Elena s’effondra sur une chaise, mais Camille ne la consola pas. Elle ne bougea même pas. Après quelques minutes, sa sœur releva la tête.
— Julien a annulé le mariage.
Camille resta immobile.
— Quand la vidéo est sortie, ses parents ont eu peur pour leur réputation. Puis il a découvert les échanges entre papa et le notaire. Il ne savait pas que les papiers étaient déjà prêts. Il m’a dit qu’il ne voulait pas épouser une famille capable de voler sa propre fille sous couvert de fiançailles.
Une douleur étrange traversa Camille. Pas de triomphe. Juste l’étrange sensation que le poison débordait enfin de la coupe où il avait longtemps été contenu.
— Et toi ? demanda-t-elle.
Elena avala sa salive.
— Je ne sais plus qui je suis sans eux.
Cette phrase poursuivit Camille longtemps après son départ.
Les mois suivants furent une lente guerre d’usure. Auditions, expertises, communiqués, rumeurs. Étienne Delmas dut quitter provisoirement la présidence opérationnelle du groupe. Agnès cessa d’être invitée à plusieurs galas caritatifs où elle régnait depuis 20 ans. Certaines portes se fermèrent brutalement, d’autres s’ouvrirent à Camille avec une curiosité impure, comme on approche une survivante brillante d’un incendie mondain. Elle apprit à ne pas confondre soutien et voyeurisme.
Puis vint le vrai tournant.
L’ancienne assistante personnelle de son père demanda à parler à l’avocat de Camille.
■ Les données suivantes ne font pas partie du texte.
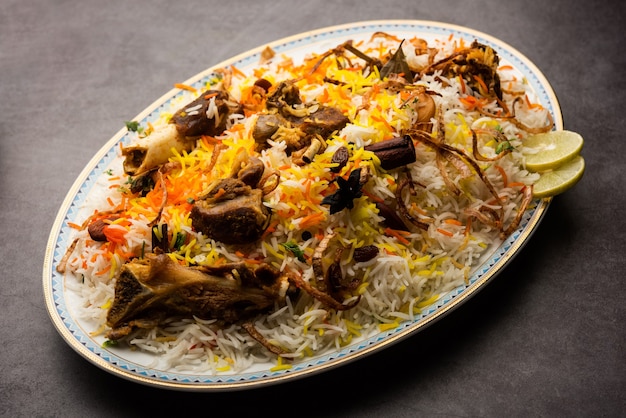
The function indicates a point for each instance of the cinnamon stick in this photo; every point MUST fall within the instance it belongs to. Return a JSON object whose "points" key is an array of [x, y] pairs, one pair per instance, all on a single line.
{"points": [[394, 152]]}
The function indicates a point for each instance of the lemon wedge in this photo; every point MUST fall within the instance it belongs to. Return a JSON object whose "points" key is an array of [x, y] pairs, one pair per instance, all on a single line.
{"points": [[553, 149], [560, 179]]}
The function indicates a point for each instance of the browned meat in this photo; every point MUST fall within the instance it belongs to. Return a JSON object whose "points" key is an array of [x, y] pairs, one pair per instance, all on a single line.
{"points": [[299, 123], [154, 288], [285, 93], [232, 212], [192, 119]]}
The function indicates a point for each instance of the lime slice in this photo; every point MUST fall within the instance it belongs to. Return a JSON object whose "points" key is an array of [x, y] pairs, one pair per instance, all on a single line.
{"points": [[560, 179], [553, 148]]}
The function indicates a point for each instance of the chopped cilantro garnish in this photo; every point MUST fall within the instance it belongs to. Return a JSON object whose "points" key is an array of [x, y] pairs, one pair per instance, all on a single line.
{"points": [[133, 126]]}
Une femme discrète, 58 ans, au service des Delmas depuis presque 17 ans. Elle remit des copies de mails, de notes internes et d’un message vocal où Étienne disait très clairement qu’il fallait “forcer Camille à céder avant le mariage, quitte à la faire passer pour instable si elle résiste”. Il y avait aussi un échange entre Agnès et le notaire évoquant “l’importance de préparer Elena à avoir l’air surprise, pas complice”.
Quand Camille entendit l’enregistrement dans le cabinet de Maître Valory, elle eut la nausée. Non parce qu’elle découvrait leur nature. Mais parce que chaque détail prouvait que la scène du château n’avait pas été un dérapage. C’était l’ultime étape d’un dispositif. Un théâtre où on l’avait invitée pour la dépouiller publiquement, en comptant sur son réflexe le plus ancien : céder pour éviter le scandale.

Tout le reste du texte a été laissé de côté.